Forest Rights Act Current Affairs - 2019
Category Wise PDF Compilations available at This Link
Mankidia tribe in Odisha as denied habitat rights inside core area of Similipal Tiger Reserve (STR) in Odisha under historic Scheduled Tribes and Other Traditional Forest Dwellers (Recognition of Forest Rights) Act, 2006. State Forest Department had objected their habitat rights on grounds that tribals could be attacked by wild animals, especially tigers.
Mankidia is one of the 13 Particularly Vulnerable Tribal Groups (PVTG) and is a marginalised group that critically depends on making rope with siali fibre that’s richly available in Similipal.

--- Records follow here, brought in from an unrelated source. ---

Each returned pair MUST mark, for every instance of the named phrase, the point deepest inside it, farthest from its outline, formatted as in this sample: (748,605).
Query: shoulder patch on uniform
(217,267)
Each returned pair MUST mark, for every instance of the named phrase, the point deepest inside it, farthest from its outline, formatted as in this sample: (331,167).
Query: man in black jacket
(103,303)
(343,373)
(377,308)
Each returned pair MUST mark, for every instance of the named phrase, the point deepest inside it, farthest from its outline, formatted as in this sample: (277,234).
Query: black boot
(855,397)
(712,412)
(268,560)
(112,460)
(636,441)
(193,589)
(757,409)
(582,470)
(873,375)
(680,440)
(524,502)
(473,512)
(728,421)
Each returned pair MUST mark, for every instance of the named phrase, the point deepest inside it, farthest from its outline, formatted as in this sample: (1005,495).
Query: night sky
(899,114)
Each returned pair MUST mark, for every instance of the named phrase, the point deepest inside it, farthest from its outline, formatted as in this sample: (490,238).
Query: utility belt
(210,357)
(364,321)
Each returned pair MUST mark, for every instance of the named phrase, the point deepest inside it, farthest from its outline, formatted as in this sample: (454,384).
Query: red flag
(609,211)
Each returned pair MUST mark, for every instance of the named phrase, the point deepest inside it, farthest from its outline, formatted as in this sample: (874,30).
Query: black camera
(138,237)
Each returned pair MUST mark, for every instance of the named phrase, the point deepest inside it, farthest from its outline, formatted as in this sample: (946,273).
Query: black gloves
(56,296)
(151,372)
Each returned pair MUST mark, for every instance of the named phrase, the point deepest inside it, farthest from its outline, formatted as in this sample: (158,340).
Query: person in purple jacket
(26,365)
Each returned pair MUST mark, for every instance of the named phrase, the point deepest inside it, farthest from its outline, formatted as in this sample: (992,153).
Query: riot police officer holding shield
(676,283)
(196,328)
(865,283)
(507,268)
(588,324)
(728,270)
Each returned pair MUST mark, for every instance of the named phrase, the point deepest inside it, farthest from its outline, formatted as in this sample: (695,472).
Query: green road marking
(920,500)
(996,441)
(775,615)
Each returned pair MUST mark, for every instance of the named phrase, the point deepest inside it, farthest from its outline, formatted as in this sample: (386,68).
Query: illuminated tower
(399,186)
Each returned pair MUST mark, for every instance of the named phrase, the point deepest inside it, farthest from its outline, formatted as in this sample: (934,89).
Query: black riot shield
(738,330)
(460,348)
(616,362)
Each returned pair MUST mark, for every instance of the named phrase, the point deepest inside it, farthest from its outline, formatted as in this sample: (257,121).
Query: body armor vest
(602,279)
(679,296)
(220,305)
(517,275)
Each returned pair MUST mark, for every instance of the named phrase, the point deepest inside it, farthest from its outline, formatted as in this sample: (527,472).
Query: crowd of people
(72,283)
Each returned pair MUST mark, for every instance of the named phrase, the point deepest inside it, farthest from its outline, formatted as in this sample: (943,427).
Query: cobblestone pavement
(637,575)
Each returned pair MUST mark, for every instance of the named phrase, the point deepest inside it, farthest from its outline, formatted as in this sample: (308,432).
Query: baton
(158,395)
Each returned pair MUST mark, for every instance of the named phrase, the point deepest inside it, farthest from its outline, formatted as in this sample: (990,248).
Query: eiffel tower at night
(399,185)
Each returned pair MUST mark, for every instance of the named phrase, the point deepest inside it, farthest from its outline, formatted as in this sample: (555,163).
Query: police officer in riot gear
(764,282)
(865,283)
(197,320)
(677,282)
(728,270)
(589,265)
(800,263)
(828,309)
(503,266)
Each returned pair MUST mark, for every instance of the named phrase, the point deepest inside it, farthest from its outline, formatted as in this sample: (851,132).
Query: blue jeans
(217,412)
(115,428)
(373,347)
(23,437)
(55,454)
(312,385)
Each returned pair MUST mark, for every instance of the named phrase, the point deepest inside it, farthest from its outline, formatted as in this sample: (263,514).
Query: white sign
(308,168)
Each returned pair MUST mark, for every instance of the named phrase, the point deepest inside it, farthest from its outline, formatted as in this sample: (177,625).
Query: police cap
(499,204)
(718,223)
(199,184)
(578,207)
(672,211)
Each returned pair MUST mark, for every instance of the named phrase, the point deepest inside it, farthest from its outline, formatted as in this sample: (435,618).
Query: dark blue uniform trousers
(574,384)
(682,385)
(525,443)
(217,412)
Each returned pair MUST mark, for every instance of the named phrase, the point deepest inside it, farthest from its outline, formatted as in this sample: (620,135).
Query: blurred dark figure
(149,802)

‘Habitat’ under Section 2(h) of the FRA (Forest Rights Act) is defined as area comprising customary habitat and such other habitats in reserved forests and protected forests of primitive tribal groups and pre-agricultural communities and other forest dwelling Scheduled Tribes.
Particularly Vulnerable Tribal Groups (PVTGs)
PVTGs are more vulnerable among the tribal groups. In 1975, Central Government had initiated initiative to identify the most vulnerable tribal groups as a separate category called PVTGs and declared 52 such groups. In 1993, additional 23 groups were added to category, making it total of 75 PVTGs out of 705 Scheduled Tribes, spread over 17 states and 1 UT in the country (2011 census). Among 75 listed PVTG’s the highest number are found in Odisha (13), followed by Andhra Pradesh (12).
They are identified by Union Government according to procedure in which state governments or UT governments submit proposals to Union Ministry of Tribal Welfare for identification of PVTGs. After ensuring the criteria is fulfilled, the Tribal Ministry Ministry selects those groups as PVTGs.
Simlipal National park
Simlipal National Park is national park and a tiger reserve in Mayurbhanj district of Odisha. It is part of Similipal-Kuldiha-Hadgarh Elephant Reserve popularly known as Mayurbhanj Elephant Reserve. Simlipal National Park derives its name from the abundance of semul (red silk cotton trees) that bloom here. It was the second largest national park in India. Its reserve is part of UNESCO World Network of Biosphere Reserves since 2009.
The park has protected area of 845.70 square kilometres and has some beautiful waterfalls like Joranda and Barehipani. It is home to 99 royal Bengal tigers and 432 wild elephants. Besides it is famous for gaurs (Indian bison), chausingha as well as an orchidarium.